Suppose I have a generic 2000 mm diameter rotor blade, (I have no idea what typical pitch value is). I want to know what RPM it needs to be turned at to produce 100 Kgf force and what will be the power or torque requirement.

• You are going to lose some (or a lot) of power in the mechanism you use to divide the power between the props. Commented Nov 15, 2017 at 18:54
• What RPM will you be turning the blades at? If you're thinking 5000RPM, you'll need a very small diameter to keep the tips subsonic. If you're thinking less, then you'll need a gearbox mechanism (with losses) Commented Nov 15, 2017 at 18:56
• 5000 rpm are 523,6 rad/sec and 523,6 rad/sec x 106 N.m is 55,5 kW, around 75 hp, not 50... Commented Nov 15, 2017 at 19:42
• @xxavier yes, max torque is usually at a lower than max rpm. Commented Nov 15, 2017 at 22:28
• What is the design speed of the craft? Horizontal rotors or vertical propellers? Commented Nov 16, 2017 at 1:56

I'm answering the question of after the Edit. Simple momentum theory:

$$T = C_T \cdot \rho \cdot A \cdot \Omega^2 \cdot R^2 \tag{Thrust}$$ $$P = C_P \cdot \rho \cdot A \cdot \Omega^3 \cdot R^3 \tag{Power}$$ $$C_P = \frac{{C_T}^{3/2}}{\sqrt2} \tag{Ideal Power}$$ $$FM = \frac{Ideal Power}{InducedPower+ProfilePower} \tag{FigureOfMerit}$$

The Figure Of Merit is a dimensional unit and provides an efficiency measure. It always gives a better result for higher disk loadings, but does provide a correction for real life effects on the ideal power. So for your case of two rotors, each with: $$A = 3.14 m^2, \rho = 1.225, T = 981 N$$ the ideal power is:

$$P_{ideal} = N_{rotors} \cdot \left(\frac{(T)^{3/2}}{\sqrt{2 \cdot \rho \cdot A}}\right) = 2 \cdot \left(\frac{(981)^{3/2}}{\sqrt{2 \cdot 1.225 \cdot 3.14}} \right) = 22.2 kW$$

From J. Gordon Leishman, Principles of Helicopter Aerodynamics:

$$C_T = \frac{T}{\rho \cdot A \cdot \Omega^2 \cdot R^2} \tag{CT}$$
Tip speed $$V_{tip} = \Omega \cdot R$$ should not exceed critical Mach = 0.7 * 340 m/s = 238 m/s. At this tip speed, $$C_T$$ = (981)/(1.225 * 3.14 * 238$$^2$$) = 0.0045. Corresponding Figure of Merit = 0.55. So the power to drive both rotors would be $$22.2 kW / 0.55 = 40.3 kW$$

The rotors would turn at 238 rad/s = 2,270 rpm, hopefully that is around the rpm for max. torque for your engine. Otherwise you need to gear up/down as required, you have gearboxes anyway.

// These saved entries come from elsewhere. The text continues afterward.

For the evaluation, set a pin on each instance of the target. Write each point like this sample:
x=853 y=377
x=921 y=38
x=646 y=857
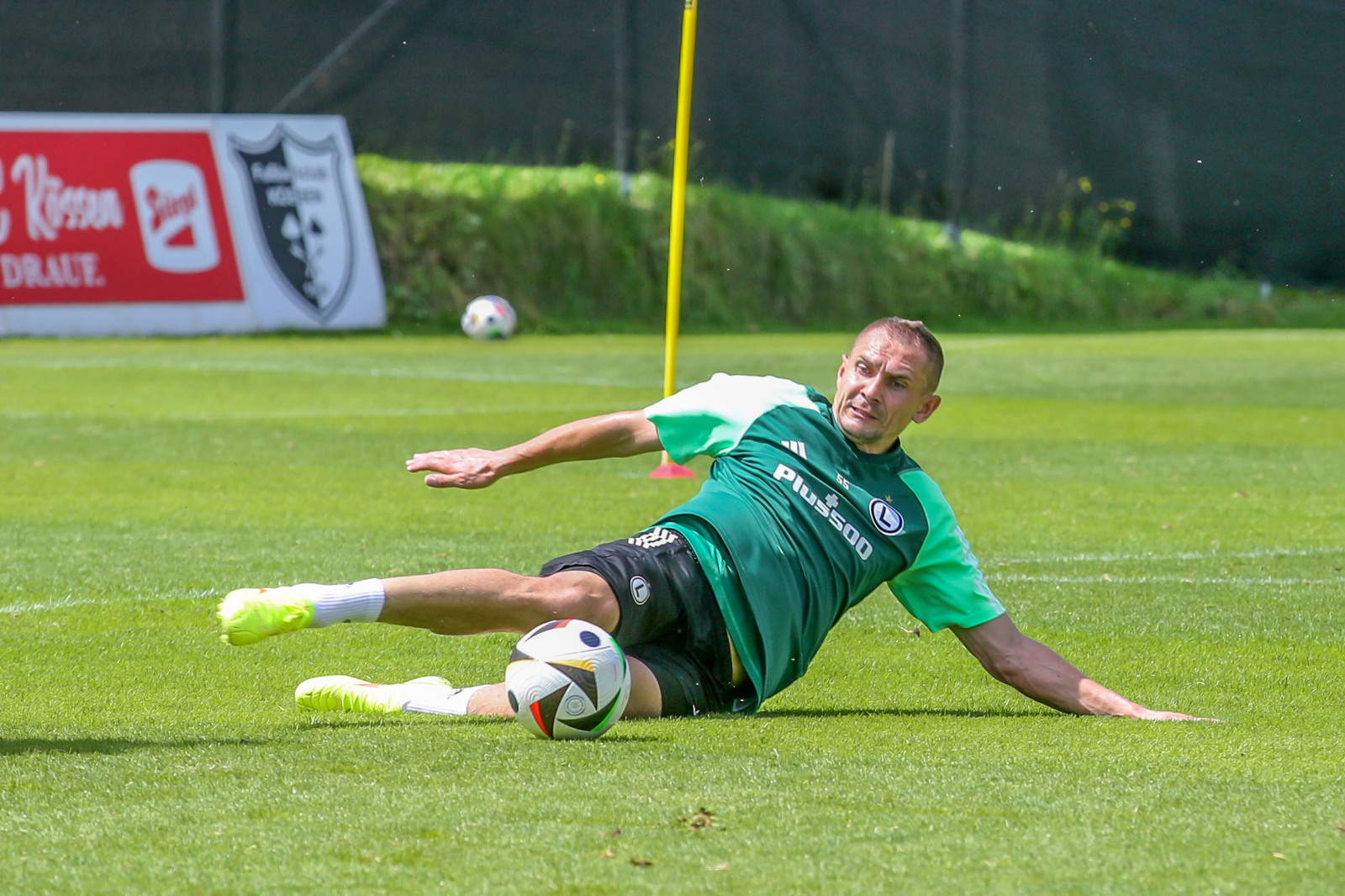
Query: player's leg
x=437 y=697
x=461 y=602
x=470 y=602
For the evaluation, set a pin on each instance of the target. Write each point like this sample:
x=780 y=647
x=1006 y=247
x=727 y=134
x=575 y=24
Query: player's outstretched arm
x=620 y=435
x=1042 y=674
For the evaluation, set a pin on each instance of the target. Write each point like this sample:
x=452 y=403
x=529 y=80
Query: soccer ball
x=488 y=318
x=568 y=680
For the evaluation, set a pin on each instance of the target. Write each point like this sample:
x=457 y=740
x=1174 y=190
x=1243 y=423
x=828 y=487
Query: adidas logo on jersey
x=656 y=537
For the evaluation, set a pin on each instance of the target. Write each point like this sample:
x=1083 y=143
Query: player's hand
x=457 y=468
x=1154 y=714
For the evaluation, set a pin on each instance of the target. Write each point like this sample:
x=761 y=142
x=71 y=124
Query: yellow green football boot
x=354 y=694
x=251 y=614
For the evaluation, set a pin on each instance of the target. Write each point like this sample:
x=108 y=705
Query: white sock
x=333 y=604
x=439 y=700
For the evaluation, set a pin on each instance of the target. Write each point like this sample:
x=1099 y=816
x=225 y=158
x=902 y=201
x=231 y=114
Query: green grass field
x=1167 y=510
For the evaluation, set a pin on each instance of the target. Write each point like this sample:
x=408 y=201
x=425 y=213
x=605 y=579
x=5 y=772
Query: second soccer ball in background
x=488 y=318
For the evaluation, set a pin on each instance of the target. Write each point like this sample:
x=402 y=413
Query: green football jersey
x=797 y=525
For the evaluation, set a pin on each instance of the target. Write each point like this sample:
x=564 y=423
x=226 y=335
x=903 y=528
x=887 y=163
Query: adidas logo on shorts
x=656 y=537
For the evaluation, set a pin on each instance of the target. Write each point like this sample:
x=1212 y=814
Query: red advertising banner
x=113 y=217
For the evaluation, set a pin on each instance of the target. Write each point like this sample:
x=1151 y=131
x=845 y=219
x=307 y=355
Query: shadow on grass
x=950 y=714
x=114 y=746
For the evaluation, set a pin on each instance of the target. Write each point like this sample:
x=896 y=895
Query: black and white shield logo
x=303 y=214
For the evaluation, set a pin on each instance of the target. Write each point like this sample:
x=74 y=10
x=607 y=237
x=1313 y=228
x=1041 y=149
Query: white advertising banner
x=140 y=225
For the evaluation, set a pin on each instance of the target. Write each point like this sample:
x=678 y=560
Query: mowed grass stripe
x=139 y=754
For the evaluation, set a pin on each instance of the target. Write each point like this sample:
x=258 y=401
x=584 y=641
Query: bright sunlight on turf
x=1165 y=510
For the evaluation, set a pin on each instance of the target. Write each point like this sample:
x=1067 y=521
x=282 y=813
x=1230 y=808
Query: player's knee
x=582 y=595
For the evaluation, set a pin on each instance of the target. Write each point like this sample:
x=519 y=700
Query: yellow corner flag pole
x=669 y=470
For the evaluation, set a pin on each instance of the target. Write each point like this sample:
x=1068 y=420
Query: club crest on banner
x=303 y=214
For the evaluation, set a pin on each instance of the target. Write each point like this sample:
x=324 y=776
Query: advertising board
x=124 y=225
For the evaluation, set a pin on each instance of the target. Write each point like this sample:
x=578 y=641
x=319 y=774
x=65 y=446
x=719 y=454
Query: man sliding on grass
x=810 y=506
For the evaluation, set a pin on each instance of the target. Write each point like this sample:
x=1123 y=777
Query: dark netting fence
x=1208 y=134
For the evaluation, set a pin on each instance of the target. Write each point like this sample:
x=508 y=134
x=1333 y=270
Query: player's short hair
x=910 y=333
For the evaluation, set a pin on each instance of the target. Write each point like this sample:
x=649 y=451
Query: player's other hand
x=1154 y=714
x=457 y=468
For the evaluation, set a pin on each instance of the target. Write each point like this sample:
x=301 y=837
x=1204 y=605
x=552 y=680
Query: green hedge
x=572 y=253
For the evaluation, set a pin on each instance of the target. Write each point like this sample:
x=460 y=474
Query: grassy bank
x=572 y=253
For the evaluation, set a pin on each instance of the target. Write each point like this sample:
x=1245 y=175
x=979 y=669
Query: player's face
x=881 y=387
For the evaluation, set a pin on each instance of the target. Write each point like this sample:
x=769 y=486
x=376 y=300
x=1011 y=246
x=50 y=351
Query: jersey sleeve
x=945 y=586
x=710 y=417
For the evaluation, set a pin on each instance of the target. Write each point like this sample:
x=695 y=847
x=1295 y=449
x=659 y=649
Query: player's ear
x=927 y=408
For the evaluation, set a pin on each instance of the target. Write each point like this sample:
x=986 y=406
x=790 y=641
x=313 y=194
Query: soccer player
x=811 y=505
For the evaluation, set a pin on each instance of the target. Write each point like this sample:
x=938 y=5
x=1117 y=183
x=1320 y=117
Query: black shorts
x=670 y=619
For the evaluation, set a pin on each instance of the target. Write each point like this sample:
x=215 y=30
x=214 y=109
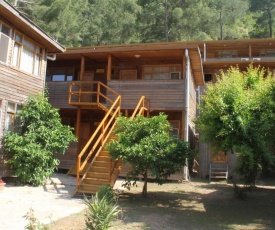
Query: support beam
x=77 y=129
x=82 y=68
x=109 y=69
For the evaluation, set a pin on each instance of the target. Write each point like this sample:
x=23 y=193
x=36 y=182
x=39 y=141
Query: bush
x=40 y=135
x=102 y=209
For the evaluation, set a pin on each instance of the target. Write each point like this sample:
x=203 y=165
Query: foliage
x=101 y=212
x=107 y=192
x=237 y=115
x=33 y=223
x=102 y=22
x=41 y=135
x=146 y=143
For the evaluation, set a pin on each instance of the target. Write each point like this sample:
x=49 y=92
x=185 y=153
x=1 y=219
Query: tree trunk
x=221 y=26
x=270 y=24
x=144 y=190
x=166 y=21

You would need to add transmission losses for driving the two rotors from your engine. Prouty gives a power loss per stage of 0.0025[max.power + actual power]. Each disk has 2 stages, so a power loss of about 0.005 * 2 * 40,283 = 0.403 kW.

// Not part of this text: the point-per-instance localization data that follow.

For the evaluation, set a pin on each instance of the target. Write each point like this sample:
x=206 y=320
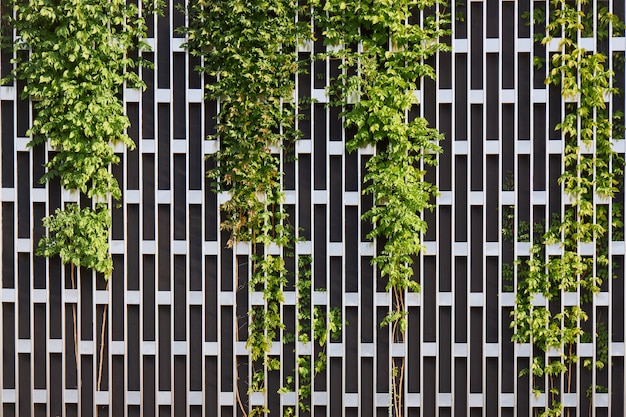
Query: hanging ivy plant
x=592 y=170
x=75 y=68
x=383 y=59
x=76 y=65
x=249 y=54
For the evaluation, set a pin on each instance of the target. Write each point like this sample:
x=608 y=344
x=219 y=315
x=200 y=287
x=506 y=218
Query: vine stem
x=102 y=330
x=236 y=277
x=72 y=268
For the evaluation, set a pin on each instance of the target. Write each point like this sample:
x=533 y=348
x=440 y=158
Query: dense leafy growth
x=383 y=59
x=249 y=54
x=76 y=66
x=79 y=236
x=592 y=171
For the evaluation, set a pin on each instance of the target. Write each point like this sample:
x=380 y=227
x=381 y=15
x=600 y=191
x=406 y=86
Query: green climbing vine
x=249 y=54
x=591 y=171
x=314 y=326
x=382 y=61
x=76 y=64
x=73 y=57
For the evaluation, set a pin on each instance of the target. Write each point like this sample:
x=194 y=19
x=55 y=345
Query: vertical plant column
x=561 y=264
x=249 y=50
x=383 y=58
x=75 y=68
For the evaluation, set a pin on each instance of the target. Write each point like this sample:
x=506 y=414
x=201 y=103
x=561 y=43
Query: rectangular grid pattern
x=170 y=346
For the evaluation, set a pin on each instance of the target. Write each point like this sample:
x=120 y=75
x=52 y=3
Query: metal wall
x=170 y=323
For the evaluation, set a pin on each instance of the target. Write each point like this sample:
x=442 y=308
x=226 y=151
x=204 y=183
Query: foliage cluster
x=383 y=54
x=249 y=54
x=592 y=172
x=76 y=65
x=314 y=324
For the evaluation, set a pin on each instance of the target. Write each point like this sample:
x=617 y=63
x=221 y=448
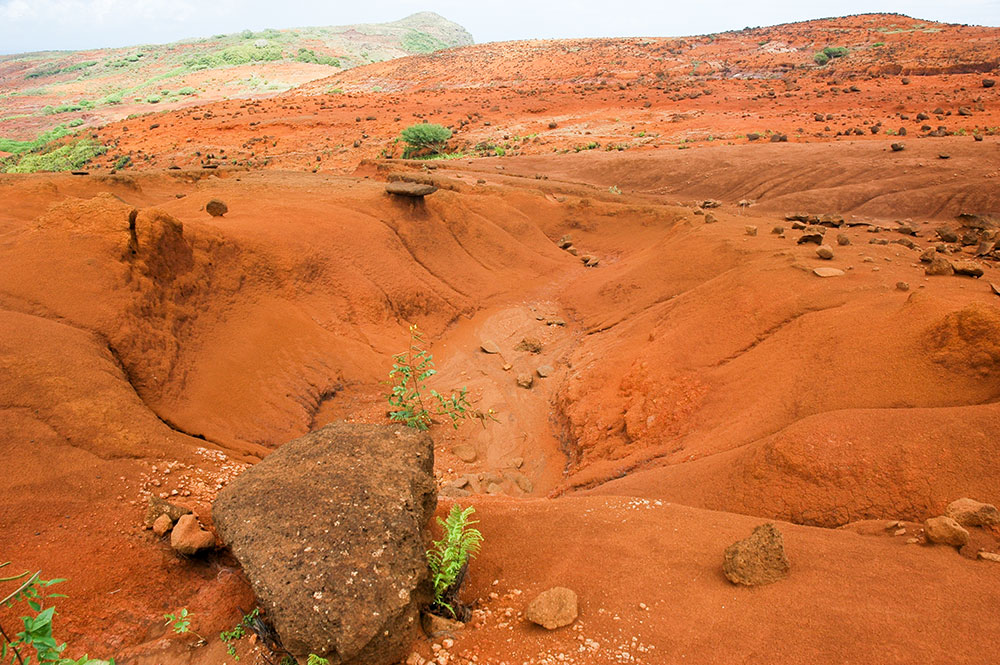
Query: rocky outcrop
x=757 y=560
x=329 y=530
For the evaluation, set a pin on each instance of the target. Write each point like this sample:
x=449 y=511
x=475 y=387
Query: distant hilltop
x=58 y=91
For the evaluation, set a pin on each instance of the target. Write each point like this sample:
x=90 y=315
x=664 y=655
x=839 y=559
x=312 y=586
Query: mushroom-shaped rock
x=329 y=529
x=414 y=190
x=216 y=208
x=757 y=560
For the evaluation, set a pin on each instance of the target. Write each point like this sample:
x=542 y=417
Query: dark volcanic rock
x=329 y=529
x=216 y=208
x=411 y=189
x=758 y=560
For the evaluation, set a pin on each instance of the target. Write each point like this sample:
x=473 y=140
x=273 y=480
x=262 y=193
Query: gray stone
x=216 y=208
x=189 y=538
x=410 y=189
x=946 y=531
x=329 y=530
x=553 y=609
x=969 y=512
x=757 y=560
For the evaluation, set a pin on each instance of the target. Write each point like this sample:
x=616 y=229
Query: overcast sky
x=35 y=25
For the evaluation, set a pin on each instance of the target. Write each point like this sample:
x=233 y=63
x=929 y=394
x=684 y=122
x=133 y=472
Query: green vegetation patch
x=67 y=157
x=18 y=147
x=234 y=55
x=420 y=42
x=308 y=55
x=53 y=70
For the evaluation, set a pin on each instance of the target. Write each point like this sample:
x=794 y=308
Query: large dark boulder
x=329 y=530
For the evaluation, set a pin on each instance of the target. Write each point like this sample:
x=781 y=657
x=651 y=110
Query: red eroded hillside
x=673 y=331
x=900 y=77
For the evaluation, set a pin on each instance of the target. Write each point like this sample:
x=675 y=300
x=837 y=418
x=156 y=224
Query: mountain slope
x=42 y=91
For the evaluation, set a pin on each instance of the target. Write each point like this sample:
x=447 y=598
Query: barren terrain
x=704 y=379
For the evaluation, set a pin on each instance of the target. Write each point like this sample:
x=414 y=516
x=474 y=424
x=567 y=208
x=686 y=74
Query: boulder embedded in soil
x=411 y=189
x=757 y=560
x=329 y=530
x=189 y=538
x=553 y=609
x=969 y=512
x=216 y=208
x=946 y=531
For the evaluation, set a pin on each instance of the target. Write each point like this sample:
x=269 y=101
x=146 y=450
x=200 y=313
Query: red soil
x=704 y=381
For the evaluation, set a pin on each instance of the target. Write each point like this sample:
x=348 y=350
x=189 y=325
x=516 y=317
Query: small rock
x=162 y=525
x=435 y=626
x=969 y=512
x=946 y=531
x=529 y=344
x=939 y=266
x=965 y=267
x=410 y=189
x=189 y=538
x=158 y=506
x=553 y=609
x=216 y=208
x=465 y=452
x=813 y=234
x=757 y=560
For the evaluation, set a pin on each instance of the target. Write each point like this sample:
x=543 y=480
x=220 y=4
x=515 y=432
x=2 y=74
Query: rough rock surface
x=946 y=531
x=329 y=531
x=553 y=609
x=411 y=189
x=969 y=512
x=216 y=208
x=757 y=560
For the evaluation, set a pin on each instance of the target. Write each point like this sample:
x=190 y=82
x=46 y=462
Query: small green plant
x=410 y=370
x=239 y=631
x=449 y=558
x=180 y=623
x=425 y=136
x=37 y=634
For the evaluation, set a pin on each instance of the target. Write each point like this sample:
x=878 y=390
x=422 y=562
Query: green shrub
x=450 y=556
x=308 y=55
x=36 y=637
x=425 y=136
x=421 y=42
x=410 y=370
x=69 y=157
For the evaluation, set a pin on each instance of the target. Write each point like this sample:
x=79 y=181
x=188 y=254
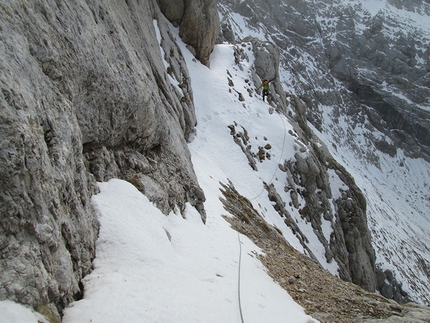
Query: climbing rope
x=239 y=278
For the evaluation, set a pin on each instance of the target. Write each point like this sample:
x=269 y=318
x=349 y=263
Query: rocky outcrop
x=307 y=178
x=198 y=23
x=354 y=71
x=85 y=96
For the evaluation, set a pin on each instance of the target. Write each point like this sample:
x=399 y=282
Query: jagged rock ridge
x=86 y=96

$$Torque = P / \Omega = 40,685 / 238 = 170.9 Nm$$

EDIT

A numerical error in calculating $$C_T$$ = 0.0045 not 0.009, so the FM is lower and torque may not be enough. In that case the rotor diameter should be reduced and the rpm increased.

EDIT2

Clarified that Ideal power and Thrust coefficient are being calculated for two rotors/disks with half the load each. original question asked for 100kg (981N) thrust each rotor, or 200kg total. So Ideal power increases from 7.8kW to 22.2kW. $$C_T$$ was already calculated for each disk at 981N.

• This is unbelievable, I can't really thank you enough kind stranger from the internet. Now I am going to study this momentum theory and see for myself how's and why's of its application in this case. Thank you very much again :) Commented Nov 16, 2017 at 10:16
• No worries mate. The momentum theory is only the beginning, it gets head spinningly complex later in the books. But this is kind of a quick Order Of Magnitude computation. Commented Nov 16, 2017 at 10:36

Use this formula:

(From Wikipedia entry https://en.wikipedia.org/wiki/Disk_loading). Where P is the power in watts, T the thrust in Newtons, A the disk area of the rotor in sq. meters, and rho the air density in Kg/m3, around 1,22...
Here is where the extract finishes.